Тем не менее есть продолжали. Но теперь ели с разбором: то икру, то отдирали от рыбины лоскутки розового мяса, черпали консервными банками из ведра юшку, пили ее мелкими глотками, от наслаждения прикрыв глаза, отдувались и уже не следили с ненасытной жадностью за другими.

От каменки пыхало жаром, клонило в сон, тепло разморило, телогрейки брошены в угол, за ними ватные штаны, подобия кофт, свитеров. Сидели в нижнем белье, босиком.

От тепла загоношились вши, поползли по рукавам грязных исподних рубах, густо высыпали на воротники. Их лениво стряхивали, давили на досках стола, чесались.

Первым не выдержал Пашка Дедыко, вскочил из-за стола, стал срывать с себя одежду, трясти ее над каменкой – вши падали на раскаленные камни, лопались с треском. Пашка подпрыгивал, мелькая в полумраке белым худым телом, во многих местах расчесанным до коросты, ноги тонки и кривы, руки в синяках.

– Постой, Пашка, – остановил его Плошкин. – Энтак ты от их не избавишься.

Мы их счас в кипяток, заразу их мать.

С этими словами он выбрался из-за стола, снял крышку с парящей керосиновой столитровой бочки.

– Суй давай! – велел он Пашке, и тот стал запихивать в бочку свои рубахи и подштанники, топить их в кипятке палкой, и сам Плошкин тоже начал раздеваться.

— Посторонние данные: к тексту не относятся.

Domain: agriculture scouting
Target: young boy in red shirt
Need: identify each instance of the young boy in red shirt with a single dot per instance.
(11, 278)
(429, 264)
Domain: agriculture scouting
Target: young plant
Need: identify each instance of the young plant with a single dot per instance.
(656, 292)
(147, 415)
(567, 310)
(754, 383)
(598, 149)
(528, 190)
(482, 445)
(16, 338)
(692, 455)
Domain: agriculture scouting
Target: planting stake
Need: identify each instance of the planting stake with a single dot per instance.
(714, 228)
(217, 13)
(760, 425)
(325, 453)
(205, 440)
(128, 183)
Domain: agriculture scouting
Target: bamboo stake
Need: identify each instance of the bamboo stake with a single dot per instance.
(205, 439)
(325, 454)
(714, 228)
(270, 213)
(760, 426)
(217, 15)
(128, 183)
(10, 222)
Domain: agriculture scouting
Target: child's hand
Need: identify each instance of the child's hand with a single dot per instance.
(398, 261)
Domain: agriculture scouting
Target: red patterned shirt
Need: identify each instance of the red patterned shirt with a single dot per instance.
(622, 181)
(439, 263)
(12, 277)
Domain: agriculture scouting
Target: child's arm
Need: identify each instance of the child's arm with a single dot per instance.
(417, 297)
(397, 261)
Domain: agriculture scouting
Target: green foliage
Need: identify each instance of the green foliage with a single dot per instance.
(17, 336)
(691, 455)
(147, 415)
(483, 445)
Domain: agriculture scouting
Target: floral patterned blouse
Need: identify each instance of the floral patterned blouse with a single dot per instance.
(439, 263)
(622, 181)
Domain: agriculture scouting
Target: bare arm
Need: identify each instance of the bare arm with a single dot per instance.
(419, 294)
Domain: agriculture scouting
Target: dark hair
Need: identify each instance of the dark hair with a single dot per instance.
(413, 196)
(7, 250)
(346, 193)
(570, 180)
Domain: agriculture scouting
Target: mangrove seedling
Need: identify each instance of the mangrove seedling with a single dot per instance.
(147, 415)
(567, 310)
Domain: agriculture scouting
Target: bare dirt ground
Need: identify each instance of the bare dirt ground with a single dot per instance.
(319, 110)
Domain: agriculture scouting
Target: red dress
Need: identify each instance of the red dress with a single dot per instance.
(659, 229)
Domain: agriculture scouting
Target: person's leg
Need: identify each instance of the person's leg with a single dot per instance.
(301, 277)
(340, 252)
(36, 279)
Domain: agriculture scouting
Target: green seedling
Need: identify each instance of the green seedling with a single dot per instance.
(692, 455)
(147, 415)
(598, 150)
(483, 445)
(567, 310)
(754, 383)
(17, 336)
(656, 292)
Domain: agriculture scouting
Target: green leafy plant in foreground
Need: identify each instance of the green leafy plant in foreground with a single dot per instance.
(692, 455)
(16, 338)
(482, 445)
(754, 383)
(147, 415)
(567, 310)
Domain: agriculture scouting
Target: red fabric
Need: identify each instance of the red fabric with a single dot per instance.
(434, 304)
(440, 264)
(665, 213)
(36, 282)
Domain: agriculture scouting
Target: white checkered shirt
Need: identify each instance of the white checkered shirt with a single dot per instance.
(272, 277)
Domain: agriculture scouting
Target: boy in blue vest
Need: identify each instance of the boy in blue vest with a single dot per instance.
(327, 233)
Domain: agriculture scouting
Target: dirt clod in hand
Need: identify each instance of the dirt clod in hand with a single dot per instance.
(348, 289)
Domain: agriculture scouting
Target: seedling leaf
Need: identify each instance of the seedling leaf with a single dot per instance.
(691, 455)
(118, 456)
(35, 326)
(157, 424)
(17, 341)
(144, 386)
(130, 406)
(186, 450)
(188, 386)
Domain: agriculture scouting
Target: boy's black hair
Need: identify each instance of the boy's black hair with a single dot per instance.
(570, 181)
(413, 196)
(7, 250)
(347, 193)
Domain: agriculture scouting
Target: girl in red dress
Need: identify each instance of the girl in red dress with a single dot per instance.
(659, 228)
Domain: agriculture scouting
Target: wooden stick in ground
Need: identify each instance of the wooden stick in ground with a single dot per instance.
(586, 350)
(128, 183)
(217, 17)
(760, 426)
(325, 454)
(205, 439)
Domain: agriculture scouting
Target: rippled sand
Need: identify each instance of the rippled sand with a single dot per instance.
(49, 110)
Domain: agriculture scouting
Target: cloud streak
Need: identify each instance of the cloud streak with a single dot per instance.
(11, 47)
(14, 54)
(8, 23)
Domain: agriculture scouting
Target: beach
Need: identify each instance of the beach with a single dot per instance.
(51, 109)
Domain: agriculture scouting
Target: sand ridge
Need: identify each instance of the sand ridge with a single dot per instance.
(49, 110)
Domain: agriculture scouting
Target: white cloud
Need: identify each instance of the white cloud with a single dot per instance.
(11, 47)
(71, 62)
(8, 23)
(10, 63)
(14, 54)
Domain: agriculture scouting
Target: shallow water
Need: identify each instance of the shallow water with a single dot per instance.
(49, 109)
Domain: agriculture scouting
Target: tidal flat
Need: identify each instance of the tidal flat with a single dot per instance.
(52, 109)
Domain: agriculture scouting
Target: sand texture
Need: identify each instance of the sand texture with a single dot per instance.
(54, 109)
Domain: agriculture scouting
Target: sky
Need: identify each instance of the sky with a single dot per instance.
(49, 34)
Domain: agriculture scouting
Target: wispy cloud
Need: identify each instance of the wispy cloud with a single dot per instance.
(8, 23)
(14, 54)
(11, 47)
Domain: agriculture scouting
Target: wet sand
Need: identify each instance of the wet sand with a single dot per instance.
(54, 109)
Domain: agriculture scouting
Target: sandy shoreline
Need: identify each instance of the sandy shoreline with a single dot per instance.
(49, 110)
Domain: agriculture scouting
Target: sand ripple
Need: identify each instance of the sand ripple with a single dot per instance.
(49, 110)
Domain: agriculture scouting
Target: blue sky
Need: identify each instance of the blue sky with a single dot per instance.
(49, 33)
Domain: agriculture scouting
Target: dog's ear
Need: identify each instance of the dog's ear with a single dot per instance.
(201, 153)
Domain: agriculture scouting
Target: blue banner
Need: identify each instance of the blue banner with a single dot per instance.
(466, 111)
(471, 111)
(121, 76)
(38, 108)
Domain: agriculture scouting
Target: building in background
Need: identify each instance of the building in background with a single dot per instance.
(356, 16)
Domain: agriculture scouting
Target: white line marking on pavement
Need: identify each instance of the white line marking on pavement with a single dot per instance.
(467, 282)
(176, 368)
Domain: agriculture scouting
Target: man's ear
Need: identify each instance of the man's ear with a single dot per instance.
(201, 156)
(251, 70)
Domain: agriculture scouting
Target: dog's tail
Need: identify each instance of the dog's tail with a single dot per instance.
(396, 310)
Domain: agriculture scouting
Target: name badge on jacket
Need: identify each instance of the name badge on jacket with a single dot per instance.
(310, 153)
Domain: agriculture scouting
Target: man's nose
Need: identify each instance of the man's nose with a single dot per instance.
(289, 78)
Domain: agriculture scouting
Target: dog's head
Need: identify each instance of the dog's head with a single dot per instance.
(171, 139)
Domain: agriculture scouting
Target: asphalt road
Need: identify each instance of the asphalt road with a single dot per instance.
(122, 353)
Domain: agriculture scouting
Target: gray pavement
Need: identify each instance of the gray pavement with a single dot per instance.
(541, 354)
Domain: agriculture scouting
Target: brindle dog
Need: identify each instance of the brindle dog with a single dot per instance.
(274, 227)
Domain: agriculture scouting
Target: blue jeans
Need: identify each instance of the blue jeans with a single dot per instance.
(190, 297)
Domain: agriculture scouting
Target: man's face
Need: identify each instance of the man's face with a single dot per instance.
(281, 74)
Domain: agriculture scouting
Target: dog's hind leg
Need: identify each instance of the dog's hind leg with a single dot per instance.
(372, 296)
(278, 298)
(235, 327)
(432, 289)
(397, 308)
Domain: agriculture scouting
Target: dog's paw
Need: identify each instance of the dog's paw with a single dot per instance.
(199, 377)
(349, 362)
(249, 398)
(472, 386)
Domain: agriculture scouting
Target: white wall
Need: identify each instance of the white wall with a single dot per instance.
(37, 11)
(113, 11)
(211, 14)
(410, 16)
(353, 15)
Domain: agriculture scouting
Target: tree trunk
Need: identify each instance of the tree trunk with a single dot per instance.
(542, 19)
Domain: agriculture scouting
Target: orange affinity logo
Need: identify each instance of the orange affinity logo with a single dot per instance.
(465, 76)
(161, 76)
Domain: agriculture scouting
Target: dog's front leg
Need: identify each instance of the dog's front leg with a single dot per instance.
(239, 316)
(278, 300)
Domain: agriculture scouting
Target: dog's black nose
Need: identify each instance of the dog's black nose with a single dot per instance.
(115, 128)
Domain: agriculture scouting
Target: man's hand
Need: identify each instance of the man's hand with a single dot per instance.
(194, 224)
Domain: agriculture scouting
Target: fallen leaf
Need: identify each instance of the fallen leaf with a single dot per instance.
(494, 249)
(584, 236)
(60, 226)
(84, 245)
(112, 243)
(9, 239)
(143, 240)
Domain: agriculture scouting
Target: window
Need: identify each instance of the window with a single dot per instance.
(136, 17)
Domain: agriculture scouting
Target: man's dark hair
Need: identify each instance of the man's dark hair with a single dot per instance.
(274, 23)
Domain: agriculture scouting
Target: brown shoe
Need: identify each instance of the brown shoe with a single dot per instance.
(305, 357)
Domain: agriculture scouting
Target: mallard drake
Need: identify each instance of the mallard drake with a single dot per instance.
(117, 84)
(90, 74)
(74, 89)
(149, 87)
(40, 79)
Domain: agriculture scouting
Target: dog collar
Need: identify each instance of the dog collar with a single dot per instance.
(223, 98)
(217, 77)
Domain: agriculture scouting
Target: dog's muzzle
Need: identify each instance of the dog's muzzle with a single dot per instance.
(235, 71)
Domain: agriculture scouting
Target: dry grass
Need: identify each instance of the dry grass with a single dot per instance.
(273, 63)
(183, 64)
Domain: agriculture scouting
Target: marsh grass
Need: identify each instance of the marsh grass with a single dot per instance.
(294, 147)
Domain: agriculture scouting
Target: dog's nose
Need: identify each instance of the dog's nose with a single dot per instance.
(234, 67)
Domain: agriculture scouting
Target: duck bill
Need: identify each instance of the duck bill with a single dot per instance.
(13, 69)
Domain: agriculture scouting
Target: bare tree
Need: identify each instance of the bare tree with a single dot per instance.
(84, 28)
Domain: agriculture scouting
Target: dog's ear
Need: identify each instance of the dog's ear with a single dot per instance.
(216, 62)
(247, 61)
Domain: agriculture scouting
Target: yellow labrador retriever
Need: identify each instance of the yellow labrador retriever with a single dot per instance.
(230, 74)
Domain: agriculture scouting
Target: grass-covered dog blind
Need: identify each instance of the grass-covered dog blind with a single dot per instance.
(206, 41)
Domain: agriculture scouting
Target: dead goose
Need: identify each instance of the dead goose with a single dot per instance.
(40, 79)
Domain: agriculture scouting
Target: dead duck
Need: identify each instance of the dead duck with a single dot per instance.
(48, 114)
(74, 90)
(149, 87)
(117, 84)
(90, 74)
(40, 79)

Через несколько минут все уже были голы, все такие же худющие, как и Пашка, с выпирающими костями таза, с резко очерченными ребрами, с безжизненно болтающимися мочалистыми половыми органами. Только у Димки Ерофеева самая важная часть этих органов была какой-то странный, будто перекрученной, вся в больших волдырях или нарывах, лилово-синяя.

– Что это у тебя за болесть такая? – спросил Плошкин, с подозрением разглядывая Димкино мужское достоинство.

Димка смутился, прикрыл срам руками.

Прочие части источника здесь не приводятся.